Bob Comfort, the former head of tax for Amazon, has claimed Juncker helped Amazon secured a confidential deal from the local tax office. A deal which is now the subject of a formal investigation by the European commission itself. Since 2003 Luxembourg has become the VAT haven for the likes of Amazon, Kobo, Nook and others all wanting to benefit from their 3% digital VAT rate. Companies could buy digital wares at a VAT inclusive price from higher rated counties such as the UK (20%), sell at 3% and effectively cream off 17%. This was possible due to the VAT being incurred at the point of distribution and registered office.
European commission investigators claim that they believe the Amazon 2003 deal with Luxembourg is so generous as to amount to illegal state aid. Amazon EU Sarl, the company with which customers across much of EU do business when they buy online from the retailer, took €13.6bn (£10.7bn) in sales last year, up from €11.9bn in 2012.
In January The EU is changing the rules such that VAT will be paid at the point of consumption of digital product. This means that the previous VAT benefit is levelled and this should benefit local retailers but many question whether this is the case and whether the EU has made it even harder for smaller traders to compete as they have to now deal with potentially not one but 28 different rates of tax. This also applies to those authors and publishers who sell direct and may be too small in terms of VAT sales to be registered. The VAT threshold below which many small businesses do not have to register for or pay/claim back VAT will be entirely removed for those dealing in digital goods selling into the EU. All companies will be responsible for paying VAT on every digital product they sell, even if they only sell one. Sell one ebook at 99p directly to someone in the EU, fail to report, and you risk of an unlimited fine. To avoid the need to register in up to 28 different EU member states, sellers can opt for the Mini One-Stop Shop (MOSS) alternative: registering in its home jurisdiction only, and submitting only one return and payment.
The question as to whether the VAT change will result is higher ebook prices for many within the higher rated EU countries remains a strong reality. However those selling into businesses and education will remain unaffected. Where the goods supplied consist of physical product which is ‘bundled’ with a product that is accessed digitally, then the place of supply rule changes will only apply to the digital element of the supply if this is seen as a supply or the dominant part of the bundle.
We still have no answer over the drop in France’s ebook VAT rate to 5%, which was deemed illegal by the EU but remains despite protest. France has now been joined by which has lowered the VAT on e-Books from the standard 22% to 4% so it matches the rate imposed on printed books. Malta has also cut its VAT on e-books from 18% to 5%, also so it is in line with print. The rates in France, Luxembourg, Italy and |Malta now are at significant variance to the likes of the UK , Denmark and others. VAT harmonisation across the EU even on one product seems very unlikely and so the muddle will continue.

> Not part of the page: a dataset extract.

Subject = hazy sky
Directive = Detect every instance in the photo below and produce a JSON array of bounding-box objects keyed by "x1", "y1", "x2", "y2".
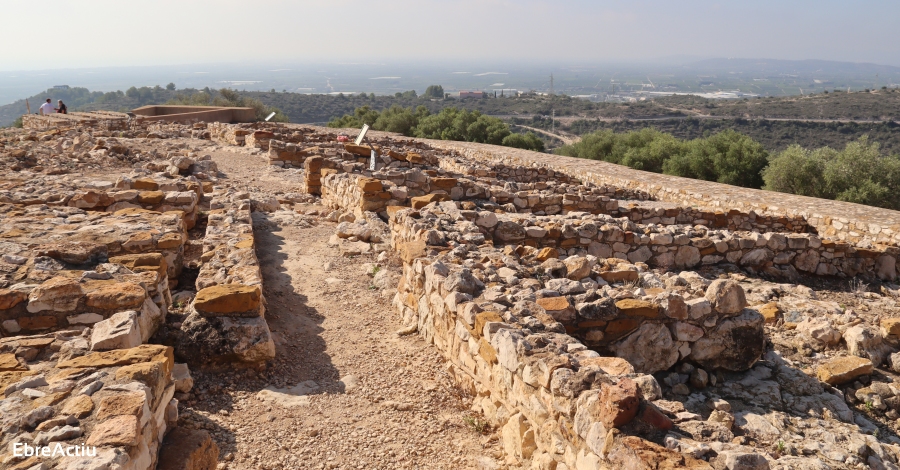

Corporation, or business tax, which is based on profits made within a trading community also remains in a mess with various different rates being applied in different countries across the EU. This prompts Apple to seek refuge in Ireland and others to channel funds through other countries or create high royalty payments to subsidiaries to offset tax. The UK has declared a “diverted profits tax”, or Google tax, which is aimed at targeting companies who shift profits out of the UK in artificial ways, with a punitive 25% tax rate from April next year. The question of how effective this will be remains as does the question of whether the EU will follow suit. What is clear is that many are demanding tax is paid where sales are made not in safe tax havens.
But change is not just about the EU and the Japanese government is introducing a new Consumption tax on digital good sold to Japanese consumers. This will mean that any digital media sold by vendors whose headquarters are located outside Japan will be subject to the new tax. This will include companies such as Amazon.com and even Kobo Inc., who despite being owned by Japanese retailer Rakuten is registered in Canada.